Tout au bout de Fourquières, à l’endroit où les dernières maisons de la ville commencent à s’espacer comme les retardataires d’un troupeau, on peut voir une maisonnette bien simple, toute blanche, veuve des tuiles rouges et des volets verts, qui égayent si bien les descriptions romanesques ; elle est couverte en ardoises bleuâtres, un peu moussues, et ses fenêtres s’abritent derrière des contrevents gris. Un enclos l’entoure, avec quelques bons vieux arbres touffus, un petit potager, grand comme un mouchoir de poche, et deux ou trois grosses perruques de chèvrefeuille et de vigne vierge. L’ensemble est terne, tranquille et doux. Quand le soleil est beau, la maison ne paraît pas s’éclairer, comme ses voisines, en grands reflets crus. Les oppositions d’ombre sont moins vives.

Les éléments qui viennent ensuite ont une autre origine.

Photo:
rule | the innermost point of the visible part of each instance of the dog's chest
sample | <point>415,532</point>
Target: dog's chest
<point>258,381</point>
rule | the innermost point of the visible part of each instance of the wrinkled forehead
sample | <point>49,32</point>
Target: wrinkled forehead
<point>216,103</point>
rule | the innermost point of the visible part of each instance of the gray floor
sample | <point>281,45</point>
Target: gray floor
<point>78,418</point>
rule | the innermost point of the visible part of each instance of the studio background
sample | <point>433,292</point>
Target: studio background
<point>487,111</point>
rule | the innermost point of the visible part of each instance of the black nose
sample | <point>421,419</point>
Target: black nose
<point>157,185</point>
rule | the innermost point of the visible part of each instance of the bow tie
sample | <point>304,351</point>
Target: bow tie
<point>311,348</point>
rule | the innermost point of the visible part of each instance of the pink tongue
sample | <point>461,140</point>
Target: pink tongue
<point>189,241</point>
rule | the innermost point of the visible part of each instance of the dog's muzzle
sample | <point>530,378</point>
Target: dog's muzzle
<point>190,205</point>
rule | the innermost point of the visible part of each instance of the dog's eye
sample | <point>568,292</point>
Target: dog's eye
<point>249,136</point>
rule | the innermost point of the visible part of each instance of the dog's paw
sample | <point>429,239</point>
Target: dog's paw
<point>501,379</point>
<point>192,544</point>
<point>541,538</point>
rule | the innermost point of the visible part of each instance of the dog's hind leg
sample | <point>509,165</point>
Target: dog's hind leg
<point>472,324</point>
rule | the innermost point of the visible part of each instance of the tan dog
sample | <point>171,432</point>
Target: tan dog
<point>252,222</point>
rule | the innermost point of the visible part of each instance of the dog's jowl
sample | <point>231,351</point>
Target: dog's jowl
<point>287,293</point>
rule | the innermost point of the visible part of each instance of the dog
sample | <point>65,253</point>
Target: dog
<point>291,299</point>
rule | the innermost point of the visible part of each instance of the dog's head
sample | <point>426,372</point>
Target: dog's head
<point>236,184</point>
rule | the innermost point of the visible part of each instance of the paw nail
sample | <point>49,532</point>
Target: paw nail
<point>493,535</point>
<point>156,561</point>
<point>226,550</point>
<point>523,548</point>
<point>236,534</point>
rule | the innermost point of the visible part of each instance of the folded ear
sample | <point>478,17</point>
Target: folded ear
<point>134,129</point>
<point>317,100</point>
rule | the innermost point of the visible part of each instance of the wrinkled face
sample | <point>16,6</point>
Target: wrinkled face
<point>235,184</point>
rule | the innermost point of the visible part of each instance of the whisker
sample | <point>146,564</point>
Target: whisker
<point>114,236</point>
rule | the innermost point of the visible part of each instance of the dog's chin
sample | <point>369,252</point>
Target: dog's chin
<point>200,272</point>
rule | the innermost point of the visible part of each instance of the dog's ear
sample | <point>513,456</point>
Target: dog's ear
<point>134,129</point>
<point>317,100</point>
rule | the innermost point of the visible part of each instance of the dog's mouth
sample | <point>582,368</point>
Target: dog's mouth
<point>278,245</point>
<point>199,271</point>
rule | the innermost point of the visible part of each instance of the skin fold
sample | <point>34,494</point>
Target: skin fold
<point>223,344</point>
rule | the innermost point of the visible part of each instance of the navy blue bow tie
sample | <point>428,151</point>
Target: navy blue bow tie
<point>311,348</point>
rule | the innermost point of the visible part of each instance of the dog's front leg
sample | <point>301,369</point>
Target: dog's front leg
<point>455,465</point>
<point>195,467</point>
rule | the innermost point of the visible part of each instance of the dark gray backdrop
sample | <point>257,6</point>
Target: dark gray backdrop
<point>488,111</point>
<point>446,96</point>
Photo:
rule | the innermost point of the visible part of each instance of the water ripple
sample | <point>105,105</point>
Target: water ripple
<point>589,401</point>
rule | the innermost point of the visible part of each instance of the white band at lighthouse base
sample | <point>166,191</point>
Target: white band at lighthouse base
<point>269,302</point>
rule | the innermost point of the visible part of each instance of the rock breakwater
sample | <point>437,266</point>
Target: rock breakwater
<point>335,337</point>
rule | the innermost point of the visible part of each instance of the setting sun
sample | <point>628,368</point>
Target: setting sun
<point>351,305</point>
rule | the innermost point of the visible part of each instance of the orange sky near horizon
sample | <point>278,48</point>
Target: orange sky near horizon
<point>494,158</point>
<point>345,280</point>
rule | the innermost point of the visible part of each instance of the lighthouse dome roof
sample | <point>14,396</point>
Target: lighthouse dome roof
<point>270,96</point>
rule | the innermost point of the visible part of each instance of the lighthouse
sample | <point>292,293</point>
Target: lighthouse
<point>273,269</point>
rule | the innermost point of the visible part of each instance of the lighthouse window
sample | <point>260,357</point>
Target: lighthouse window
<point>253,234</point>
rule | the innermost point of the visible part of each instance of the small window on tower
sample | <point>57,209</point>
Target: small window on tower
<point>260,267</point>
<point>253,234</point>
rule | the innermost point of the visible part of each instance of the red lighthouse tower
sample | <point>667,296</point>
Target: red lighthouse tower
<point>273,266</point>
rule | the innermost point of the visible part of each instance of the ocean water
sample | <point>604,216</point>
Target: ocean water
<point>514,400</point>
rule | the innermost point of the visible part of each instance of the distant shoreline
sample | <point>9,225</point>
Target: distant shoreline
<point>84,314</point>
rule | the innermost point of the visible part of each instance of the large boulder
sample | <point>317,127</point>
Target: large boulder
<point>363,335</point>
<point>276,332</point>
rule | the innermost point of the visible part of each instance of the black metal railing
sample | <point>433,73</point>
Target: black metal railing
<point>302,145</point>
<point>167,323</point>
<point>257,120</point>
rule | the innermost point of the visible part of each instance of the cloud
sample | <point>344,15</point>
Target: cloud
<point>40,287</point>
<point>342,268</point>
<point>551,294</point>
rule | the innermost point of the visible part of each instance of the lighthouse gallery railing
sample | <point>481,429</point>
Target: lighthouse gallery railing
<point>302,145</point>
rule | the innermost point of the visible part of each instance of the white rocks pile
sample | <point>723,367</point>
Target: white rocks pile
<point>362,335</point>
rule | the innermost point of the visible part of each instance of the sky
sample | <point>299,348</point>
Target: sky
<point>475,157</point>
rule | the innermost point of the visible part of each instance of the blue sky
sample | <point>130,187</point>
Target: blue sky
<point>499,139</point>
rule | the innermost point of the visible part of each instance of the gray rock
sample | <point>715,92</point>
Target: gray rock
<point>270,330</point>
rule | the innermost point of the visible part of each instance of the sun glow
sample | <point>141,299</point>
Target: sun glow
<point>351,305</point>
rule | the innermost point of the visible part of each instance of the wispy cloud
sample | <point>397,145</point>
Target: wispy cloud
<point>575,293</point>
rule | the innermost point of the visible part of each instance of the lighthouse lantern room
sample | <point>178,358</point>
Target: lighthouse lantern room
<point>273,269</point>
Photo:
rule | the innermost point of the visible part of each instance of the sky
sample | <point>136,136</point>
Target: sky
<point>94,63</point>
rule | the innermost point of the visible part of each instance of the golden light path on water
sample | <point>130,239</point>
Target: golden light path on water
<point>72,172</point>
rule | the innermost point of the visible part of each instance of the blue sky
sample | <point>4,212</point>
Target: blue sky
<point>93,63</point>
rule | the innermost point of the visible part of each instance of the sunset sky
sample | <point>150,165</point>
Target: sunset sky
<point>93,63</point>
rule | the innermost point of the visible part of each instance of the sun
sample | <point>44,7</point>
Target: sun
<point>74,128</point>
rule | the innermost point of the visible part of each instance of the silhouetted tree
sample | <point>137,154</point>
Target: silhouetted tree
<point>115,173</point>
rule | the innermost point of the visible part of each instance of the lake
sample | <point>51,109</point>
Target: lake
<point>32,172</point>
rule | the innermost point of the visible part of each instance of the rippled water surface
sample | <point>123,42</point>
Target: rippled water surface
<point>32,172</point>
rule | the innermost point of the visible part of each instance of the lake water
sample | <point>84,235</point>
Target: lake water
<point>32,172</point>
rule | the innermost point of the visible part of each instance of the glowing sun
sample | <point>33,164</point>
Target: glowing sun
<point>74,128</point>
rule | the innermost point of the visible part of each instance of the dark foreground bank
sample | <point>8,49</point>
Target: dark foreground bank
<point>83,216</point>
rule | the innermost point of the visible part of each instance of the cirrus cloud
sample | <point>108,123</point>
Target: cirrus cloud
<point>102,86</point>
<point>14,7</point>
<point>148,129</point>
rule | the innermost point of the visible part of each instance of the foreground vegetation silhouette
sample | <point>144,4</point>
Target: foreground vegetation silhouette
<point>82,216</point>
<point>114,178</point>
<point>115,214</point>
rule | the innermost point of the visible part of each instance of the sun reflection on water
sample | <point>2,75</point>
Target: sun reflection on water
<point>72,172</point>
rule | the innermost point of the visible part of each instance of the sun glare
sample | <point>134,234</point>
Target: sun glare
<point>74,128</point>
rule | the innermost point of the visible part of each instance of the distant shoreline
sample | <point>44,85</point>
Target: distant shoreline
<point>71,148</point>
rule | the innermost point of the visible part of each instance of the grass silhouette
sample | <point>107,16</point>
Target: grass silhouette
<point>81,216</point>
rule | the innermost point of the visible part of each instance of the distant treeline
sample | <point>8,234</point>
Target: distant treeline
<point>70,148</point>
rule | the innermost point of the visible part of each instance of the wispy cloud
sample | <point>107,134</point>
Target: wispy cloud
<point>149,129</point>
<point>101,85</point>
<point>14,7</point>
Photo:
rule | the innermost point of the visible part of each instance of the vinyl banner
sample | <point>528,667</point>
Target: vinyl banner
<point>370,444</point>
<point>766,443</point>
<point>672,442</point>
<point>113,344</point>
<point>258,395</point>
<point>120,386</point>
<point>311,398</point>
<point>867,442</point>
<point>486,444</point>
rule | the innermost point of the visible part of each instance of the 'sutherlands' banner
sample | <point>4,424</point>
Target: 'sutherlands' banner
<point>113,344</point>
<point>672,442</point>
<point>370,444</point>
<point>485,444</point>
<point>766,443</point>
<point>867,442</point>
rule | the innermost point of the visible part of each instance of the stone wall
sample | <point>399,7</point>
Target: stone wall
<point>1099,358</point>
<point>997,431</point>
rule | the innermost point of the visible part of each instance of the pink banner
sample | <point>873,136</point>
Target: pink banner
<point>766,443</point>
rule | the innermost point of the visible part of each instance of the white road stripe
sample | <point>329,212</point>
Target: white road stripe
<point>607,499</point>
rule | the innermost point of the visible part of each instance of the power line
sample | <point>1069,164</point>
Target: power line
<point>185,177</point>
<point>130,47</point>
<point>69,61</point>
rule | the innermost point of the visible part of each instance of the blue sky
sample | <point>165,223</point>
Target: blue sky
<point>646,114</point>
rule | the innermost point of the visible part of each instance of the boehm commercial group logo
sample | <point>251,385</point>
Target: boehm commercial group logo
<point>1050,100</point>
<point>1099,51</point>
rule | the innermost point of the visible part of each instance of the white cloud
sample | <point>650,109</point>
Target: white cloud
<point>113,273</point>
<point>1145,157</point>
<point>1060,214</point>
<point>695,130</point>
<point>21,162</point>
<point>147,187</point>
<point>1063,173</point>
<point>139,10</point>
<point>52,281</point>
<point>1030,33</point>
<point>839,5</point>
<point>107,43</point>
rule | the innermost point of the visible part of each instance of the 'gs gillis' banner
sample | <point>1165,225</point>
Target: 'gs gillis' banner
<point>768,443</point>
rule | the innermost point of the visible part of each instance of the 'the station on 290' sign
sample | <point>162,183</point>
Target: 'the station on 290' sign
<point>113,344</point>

Les ardoises ne flamboient pas sous les rayons tombant d’aplomb. Quand le temps est sombre, en revanche, elle jouit du privilège de tout ce qui est effacé ; elle garde son apparence personnelle en dépit des circonstances extérieures. Elle n’est pas gaie par les beaux jours ; mais par les jours sombres elle n’est pas triste.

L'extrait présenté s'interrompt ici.